At about the hour mark, I was very glad to see the filmmakers and subjects of Flames, Zefrey Throwell and Josephine Decker, had entered some kind of counseling even if may also be, in part, a performance. Then again, what isn’t? Simultaneously, it appears they’re also in the editing room with an unnamed assistant cutting this brief film. Later they, of course, fight about what’s transpired and who has ownership of the film. It takes a certain amount of narcissism to make a film about one’s relationship and expect folks you don’t know to care. Flames is an attempt to capture such intimacy, yet it’s missing much of an emotional core. To put it into simpler terms: one evening I was at a concert with a fighting couple; it wasn’t a fun experience for any of us.


Framed by screenprints created by an unseen hand, we are oriented to various phases in the passionate affair of Throwell and Decker as they make love and then play with sock puppets in bed. Ashley Connor is credited as the film’s director of photography, along with twelve camera operators working in a variety of modes and technologies over the course of five years, looming as a third wheel over the course of this disjoined relationship. The union does last a trip to Bali, with the use of exotic locations and travel making Flames slightly more interesting than the early output of past Decker collaborator Joe Swanberg. However, it is unclear who tagged along for the trip; the act of having a third wheel to perform for seems to undermine the gimmick that is a core conceit of the picture.
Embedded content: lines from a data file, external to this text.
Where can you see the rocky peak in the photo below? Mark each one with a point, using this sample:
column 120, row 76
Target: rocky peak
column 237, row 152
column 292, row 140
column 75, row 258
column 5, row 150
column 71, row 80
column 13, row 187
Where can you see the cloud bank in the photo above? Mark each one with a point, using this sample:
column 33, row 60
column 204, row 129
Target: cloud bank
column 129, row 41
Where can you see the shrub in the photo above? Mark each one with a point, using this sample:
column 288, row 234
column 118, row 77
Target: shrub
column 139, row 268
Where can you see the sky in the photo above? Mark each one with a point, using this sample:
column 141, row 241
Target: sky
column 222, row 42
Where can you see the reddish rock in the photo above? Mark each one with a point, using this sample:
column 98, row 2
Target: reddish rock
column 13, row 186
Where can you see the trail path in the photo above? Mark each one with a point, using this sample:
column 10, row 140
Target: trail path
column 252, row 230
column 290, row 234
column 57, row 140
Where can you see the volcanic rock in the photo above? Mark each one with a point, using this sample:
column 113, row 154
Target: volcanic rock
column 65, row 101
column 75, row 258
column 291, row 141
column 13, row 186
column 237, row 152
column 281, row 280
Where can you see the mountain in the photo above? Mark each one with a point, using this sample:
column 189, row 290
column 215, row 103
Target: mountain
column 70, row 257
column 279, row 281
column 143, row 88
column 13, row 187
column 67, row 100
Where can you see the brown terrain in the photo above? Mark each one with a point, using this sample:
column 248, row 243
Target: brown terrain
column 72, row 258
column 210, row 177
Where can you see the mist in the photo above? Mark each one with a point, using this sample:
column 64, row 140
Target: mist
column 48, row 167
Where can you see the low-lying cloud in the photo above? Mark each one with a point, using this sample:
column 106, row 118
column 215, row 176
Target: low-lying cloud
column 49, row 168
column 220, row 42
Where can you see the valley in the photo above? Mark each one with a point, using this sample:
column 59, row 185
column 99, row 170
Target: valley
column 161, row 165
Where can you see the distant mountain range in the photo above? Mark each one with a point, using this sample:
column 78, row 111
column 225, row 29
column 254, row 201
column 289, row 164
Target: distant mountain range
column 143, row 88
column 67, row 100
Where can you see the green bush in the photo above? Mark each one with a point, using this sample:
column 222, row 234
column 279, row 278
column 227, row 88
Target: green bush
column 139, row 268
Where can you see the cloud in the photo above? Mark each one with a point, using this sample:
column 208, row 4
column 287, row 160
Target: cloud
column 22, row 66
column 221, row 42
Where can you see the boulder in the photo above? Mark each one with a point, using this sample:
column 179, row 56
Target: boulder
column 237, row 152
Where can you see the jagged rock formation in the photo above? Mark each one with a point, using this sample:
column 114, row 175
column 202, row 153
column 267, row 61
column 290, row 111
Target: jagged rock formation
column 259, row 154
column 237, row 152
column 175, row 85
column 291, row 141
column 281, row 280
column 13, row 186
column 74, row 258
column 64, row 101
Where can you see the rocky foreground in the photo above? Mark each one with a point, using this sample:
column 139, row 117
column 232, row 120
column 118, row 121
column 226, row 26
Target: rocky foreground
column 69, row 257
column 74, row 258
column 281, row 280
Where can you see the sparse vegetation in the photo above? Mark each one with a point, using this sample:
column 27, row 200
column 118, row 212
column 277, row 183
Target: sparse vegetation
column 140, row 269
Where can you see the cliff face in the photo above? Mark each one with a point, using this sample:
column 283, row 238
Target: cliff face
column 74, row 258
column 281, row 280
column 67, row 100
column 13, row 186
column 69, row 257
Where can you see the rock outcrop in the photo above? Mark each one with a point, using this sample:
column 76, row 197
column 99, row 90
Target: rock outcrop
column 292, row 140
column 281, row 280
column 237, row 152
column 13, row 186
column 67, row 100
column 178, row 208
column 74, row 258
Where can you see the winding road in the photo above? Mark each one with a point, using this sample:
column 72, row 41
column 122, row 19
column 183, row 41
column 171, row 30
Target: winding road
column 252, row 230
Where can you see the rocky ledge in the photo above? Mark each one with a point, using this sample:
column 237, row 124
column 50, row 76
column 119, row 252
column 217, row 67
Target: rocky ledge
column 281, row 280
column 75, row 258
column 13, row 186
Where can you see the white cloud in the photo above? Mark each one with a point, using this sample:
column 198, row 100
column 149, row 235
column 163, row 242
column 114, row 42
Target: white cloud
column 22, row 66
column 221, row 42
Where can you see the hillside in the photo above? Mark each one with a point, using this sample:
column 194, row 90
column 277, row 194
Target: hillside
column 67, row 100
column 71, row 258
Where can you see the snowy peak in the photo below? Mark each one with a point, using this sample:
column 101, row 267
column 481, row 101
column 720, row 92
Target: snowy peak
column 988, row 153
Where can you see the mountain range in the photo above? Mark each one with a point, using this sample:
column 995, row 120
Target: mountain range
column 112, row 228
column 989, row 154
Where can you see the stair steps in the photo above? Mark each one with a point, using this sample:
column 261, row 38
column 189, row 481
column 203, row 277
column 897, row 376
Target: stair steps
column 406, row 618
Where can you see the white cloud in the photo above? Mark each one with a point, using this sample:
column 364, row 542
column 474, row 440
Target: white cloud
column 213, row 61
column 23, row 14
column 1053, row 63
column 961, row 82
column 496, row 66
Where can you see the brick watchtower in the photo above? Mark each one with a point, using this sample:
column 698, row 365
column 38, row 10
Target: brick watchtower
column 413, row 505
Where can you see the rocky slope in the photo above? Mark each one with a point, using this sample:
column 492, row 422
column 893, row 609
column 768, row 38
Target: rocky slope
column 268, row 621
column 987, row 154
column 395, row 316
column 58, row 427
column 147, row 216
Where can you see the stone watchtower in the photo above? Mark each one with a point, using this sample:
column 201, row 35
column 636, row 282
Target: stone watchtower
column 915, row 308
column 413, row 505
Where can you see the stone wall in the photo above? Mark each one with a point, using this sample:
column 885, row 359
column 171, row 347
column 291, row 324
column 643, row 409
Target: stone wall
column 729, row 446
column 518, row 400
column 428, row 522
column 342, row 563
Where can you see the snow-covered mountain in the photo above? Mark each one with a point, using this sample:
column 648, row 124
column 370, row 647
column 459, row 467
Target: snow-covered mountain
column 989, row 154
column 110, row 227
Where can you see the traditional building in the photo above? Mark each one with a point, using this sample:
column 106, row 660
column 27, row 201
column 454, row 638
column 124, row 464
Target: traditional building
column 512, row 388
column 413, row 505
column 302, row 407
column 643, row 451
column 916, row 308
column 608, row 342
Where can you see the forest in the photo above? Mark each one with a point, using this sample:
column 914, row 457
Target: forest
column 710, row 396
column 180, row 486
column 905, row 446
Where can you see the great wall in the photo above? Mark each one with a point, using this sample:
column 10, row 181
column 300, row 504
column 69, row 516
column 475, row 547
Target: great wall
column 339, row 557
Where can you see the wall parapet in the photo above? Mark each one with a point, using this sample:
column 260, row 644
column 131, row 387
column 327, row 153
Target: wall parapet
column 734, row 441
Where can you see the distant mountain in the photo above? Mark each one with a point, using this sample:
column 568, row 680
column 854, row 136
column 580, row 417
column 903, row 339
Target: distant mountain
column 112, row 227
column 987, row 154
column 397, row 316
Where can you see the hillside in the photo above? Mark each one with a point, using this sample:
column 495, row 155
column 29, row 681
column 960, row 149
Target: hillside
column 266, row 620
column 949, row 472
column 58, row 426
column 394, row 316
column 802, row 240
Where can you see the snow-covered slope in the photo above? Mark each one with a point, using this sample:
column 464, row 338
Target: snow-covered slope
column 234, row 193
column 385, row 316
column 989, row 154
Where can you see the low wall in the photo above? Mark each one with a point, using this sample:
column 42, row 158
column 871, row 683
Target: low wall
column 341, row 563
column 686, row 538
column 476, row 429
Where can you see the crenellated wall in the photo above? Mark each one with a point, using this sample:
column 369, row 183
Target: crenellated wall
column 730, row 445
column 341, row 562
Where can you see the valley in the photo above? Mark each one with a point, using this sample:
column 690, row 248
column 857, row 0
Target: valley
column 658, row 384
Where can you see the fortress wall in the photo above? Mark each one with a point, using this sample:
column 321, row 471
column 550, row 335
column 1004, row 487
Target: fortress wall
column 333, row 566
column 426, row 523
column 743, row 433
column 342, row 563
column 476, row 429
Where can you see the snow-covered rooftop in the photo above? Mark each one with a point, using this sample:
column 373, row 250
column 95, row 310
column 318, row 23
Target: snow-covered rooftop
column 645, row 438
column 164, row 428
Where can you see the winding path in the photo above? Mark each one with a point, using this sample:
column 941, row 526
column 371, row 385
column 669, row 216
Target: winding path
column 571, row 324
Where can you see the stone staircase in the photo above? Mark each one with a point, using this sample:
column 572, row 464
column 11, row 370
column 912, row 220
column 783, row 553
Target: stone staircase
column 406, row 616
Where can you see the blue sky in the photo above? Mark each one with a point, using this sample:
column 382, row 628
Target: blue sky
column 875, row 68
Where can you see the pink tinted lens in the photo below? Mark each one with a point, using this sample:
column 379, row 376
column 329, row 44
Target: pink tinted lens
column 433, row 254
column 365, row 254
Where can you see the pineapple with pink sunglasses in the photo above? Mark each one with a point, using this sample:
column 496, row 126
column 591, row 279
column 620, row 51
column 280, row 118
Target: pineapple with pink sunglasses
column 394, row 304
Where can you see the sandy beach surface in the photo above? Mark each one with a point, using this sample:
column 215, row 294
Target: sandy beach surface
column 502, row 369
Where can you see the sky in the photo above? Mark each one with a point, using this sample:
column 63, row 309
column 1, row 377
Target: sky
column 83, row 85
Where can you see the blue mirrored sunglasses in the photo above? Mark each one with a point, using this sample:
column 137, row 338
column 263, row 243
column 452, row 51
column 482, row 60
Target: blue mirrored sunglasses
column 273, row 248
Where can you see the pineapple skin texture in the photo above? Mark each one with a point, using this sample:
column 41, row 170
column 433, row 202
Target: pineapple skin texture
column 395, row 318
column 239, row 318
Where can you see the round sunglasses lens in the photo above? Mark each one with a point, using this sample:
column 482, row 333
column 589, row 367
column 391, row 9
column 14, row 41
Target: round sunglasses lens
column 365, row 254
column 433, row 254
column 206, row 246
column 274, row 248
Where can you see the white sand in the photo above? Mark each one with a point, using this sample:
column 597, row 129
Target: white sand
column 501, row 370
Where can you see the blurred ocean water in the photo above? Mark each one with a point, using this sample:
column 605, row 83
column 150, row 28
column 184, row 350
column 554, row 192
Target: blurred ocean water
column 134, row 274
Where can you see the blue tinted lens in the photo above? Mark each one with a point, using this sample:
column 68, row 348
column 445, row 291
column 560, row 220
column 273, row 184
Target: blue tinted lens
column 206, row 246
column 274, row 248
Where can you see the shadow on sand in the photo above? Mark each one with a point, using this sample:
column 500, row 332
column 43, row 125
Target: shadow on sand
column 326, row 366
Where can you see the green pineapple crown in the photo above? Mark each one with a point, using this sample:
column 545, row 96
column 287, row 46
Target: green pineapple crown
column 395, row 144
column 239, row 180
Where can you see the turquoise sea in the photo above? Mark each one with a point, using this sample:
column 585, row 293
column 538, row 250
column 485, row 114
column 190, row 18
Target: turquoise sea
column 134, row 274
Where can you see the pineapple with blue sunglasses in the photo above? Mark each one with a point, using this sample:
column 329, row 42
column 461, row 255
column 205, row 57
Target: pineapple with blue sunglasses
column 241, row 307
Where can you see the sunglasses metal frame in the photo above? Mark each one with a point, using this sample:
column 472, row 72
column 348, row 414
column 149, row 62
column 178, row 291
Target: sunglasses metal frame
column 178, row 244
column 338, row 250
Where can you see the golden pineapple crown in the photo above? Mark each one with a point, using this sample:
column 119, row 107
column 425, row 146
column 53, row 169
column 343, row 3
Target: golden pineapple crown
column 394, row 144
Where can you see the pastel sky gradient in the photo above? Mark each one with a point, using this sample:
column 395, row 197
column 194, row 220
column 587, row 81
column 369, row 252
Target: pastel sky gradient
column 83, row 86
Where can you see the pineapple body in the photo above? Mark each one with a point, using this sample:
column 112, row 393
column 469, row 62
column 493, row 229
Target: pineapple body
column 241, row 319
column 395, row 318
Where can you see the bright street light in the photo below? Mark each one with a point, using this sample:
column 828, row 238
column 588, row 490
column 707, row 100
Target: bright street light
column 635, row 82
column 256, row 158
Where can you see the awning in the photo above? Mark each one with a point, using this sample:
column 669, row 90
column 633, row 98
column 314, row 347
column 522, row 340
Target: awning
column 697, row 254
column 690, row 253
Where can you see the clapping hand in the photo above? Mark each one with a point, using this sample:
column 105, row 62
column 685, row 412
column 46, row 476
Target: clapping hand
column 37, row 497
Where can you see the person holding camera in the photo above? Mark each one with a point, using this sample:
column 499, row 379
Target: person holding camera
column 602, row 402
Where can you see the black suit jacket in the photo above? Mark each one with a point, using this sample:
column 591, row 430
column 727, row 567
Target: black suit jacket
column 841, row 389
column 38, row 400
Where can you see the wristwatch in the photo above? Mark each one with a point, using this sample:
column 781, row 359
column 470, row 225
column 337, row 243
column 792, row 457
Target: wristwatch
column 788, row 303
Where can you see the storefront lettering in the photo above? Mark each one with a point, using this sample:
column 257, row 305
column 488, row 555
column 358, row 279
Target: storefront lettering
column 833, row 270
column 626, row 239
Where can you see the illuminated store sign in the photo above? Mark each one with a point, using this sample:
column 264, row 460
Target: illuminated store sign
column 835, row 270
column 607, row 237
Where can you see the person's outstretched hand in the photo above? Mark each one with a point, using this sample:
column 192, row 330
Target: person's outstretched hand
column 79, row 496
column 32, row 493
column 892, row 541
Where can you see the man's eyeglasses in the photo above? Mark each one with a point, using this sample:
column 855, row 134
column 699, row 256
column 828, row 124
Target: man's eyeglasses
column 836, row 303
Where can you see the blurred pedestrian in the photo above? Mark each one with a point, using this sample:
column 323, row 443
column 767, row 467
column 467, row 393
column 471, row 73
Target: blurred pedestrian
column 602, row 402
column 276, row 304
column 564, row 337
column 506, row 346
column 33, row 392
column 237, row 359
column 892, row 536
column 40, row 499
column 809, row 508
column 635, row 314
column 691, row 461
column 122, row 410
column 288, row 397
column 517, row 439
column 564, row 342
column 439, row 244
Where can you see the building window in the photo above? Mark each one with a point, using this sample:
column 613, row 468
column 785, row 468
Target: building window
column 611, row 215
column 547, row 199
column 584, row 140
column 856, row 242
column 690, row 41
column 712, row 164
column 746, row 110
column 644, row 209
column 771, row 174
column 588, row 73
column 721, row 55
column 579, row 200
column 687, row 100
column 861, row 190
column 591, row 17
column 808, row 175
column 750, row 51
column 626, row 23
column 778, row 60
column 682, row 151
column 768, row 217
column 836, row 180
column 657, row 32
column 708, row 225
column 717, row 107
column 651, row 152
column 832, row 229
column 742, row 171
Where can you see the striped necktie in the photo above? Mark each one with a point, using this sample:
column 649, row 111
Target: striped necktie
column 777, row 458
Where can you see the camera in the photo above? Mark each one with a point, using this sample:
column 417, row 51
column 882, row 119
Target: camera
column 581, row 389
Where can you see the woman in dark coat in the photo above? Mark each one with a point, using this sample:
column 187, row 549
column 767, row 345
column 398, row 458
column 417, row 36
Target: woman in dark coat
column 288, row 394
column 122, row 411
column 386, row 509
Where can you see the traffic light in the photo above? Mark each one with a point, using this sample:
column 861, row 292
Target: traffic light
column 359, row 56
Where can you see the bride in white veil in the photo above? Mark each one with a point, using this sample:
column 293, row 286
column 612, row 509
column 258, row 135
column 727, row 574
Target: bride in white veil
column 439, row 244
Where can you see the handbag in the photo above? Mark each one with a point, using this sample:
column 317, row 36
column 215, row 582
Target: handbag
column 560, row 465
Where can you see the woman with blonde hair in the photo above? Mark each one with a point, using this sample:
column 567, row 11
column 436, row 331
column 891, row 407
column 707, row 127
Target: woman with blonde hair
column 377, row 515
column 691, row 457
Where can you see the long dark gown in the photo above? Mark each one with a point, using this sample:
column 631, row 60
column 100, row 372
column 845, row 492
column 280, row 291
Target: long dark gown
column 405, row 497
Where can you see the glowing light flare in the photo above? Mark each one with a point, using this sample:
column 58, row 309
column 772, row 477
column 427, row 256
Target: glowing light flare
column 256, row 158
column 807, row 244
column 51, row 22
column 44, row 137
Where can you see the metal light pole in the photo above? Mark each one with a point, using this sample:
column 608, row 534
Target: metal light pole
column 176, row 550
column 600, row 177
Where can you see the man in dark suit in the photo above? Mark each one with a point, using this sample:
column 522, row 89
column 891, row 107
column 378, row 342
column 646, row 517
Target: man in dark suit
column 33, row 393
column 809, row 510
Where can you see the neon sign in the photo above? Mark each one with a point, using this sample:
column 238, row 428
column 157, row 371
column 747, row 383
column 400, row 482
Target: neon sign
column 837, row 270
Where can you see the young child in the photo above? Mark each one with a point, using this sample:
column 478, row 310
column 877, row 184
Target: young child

There is a certain amount of irony in making work playfully exploring capitalistic exploitation while flying off to Bali and Maldives on vacation because you threw a dart and decided that’s where you’re going. However, this self-centered couple does not acknowledge it at any point. For all of Throwell and Decker’s attempts at intimacy allowing us in, there’s very little emotional attachment beyond their status as artists and their CV. It’s unhealthy to treat life as a performance, which is the central conceit of Flames and it’s my hope they are sincerely getting the help they need — unless this is indeed all part of a scripted performance.


There have been countless filmmakers that have made filmic diaries, from the work of the great Jonas Mekas to Robb Moss’ Riverdogs and follow-up The Same River Twice. Flames attempts to create its own history rooted in the here and the now as Decker and Throwell collaborate in various unnamed performances throughout the course of the film, including an obnoxious extended scene involving a naked poker game in a gallery window to protest capitalism.

The framing device along with the reflexivity at the core of the film, and a final break-down scene which takes place in where else but Times Square (a favorite of Throwell’s), all add another layer of artificiality. Here they argue about the authorship of the film and decide Throwell should take most of the credit and childishly agree to a title card that reads “Co-directed for a loooong time by Josephine Decker.” (Throwell is also credited as the film’s main editor.)

Real-life couples have created intimate portraits of themselves on screen, from Stan and Jane Brackage to Arin Crumbly and Susan Buice’s early podcast/documentary/narrative hybrid Four Eyed Monsters. Video journaling is nothing new and sadly Flames, though not without ambition, offers no improvement on the genre. If their relationship is indeed a performance and this film the documentation, why not at least make the constructed parts interesting for the viewing party?

Flames premiered at the Tribeca Film Festival.